ロスの熱狂的なファンからは、2年連続アジアでの開幕戦に不満が出るかもしれないが、オーナーが自ら動けば誰も文句は言うまい。MLBもNPB(日本野球機構)も「巨額の放映権料」を手にすることができ、日本のみならず韓国、中国のアジア系企業のスポンサー収益で十分ペイできると踏んだ、投資家集団の英断だ。
さらに日本での来季開幕戦は、2028年「ロス五輪」野球種目のロビー活動にも有利に働く。
昨年のWBCで優勝を逃したメジャーリーグ機構は意外にも、ロス五輪で復活する野球競技への参加に消極的姿勢を見せている。2028年ロス五輪は7月14日から30日に開催予定で、リーグ戦のペナントレースと重なるため、同機構のロブ・マンフレッド・コミッショナーは過密日程を理由に、メジャーリーガーの五輪派遣は難しい、との見解を出していた。

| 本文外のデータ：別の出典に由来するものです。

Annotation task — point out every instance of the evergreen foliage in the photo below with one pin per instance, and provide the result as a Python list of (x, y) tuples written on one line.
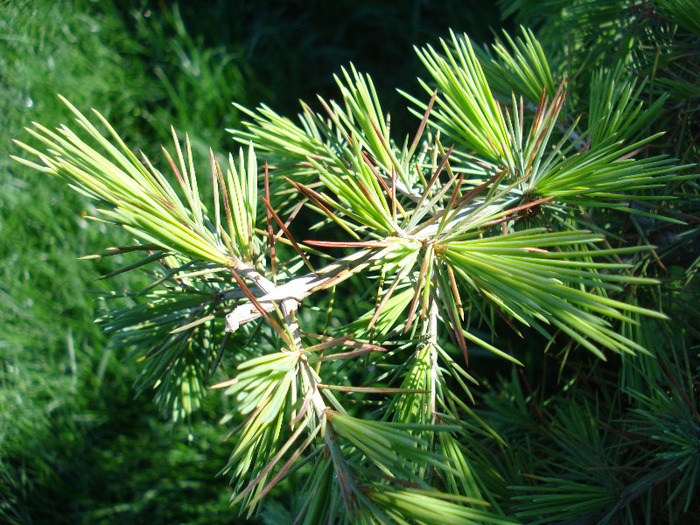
[(491, 320)]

MLBの思惑に対し、大谷は先日のオールスター戦前の記者会見で、
「出たい気持ちはもちろんある。五輪は特別。ふだん野球を見ない人たちも、見る機会が増える。野球界にも大事なこと。個人的にも出てみたいという気持ちはある」
ロス五輪に日本代表として出場する意思があることを、ハッキリと示していたのである。
この大谷の発言は重い。アメリカの「若者の野球離れ」は深刻で、全米のリトルリーグチーム数は1990年代の10分の1以下になった。中南米とアジア、ヨーロッパでの野球ファン人口を増やさないと、この先のメジャーリーグ発展はありえない。来季ドジャース開幕戦を東京ドームで開催するのには、ロス五輪野球競技をより多くの視聴者に見てもらうためのプロモーション活動でもあるのだ。
東京ドームでの開幕戦がアジアや南米で放映され、グッズが飛ぶように売れれば、その実績を引っさげて「ロス五輪野球競技へのメジャーリーガー参戦」のロビー活動の後押しにもなる。
大谷にとって第二の故郷となったロサンゼルスと野球に恩返しするため、二刀流の舞台は整った。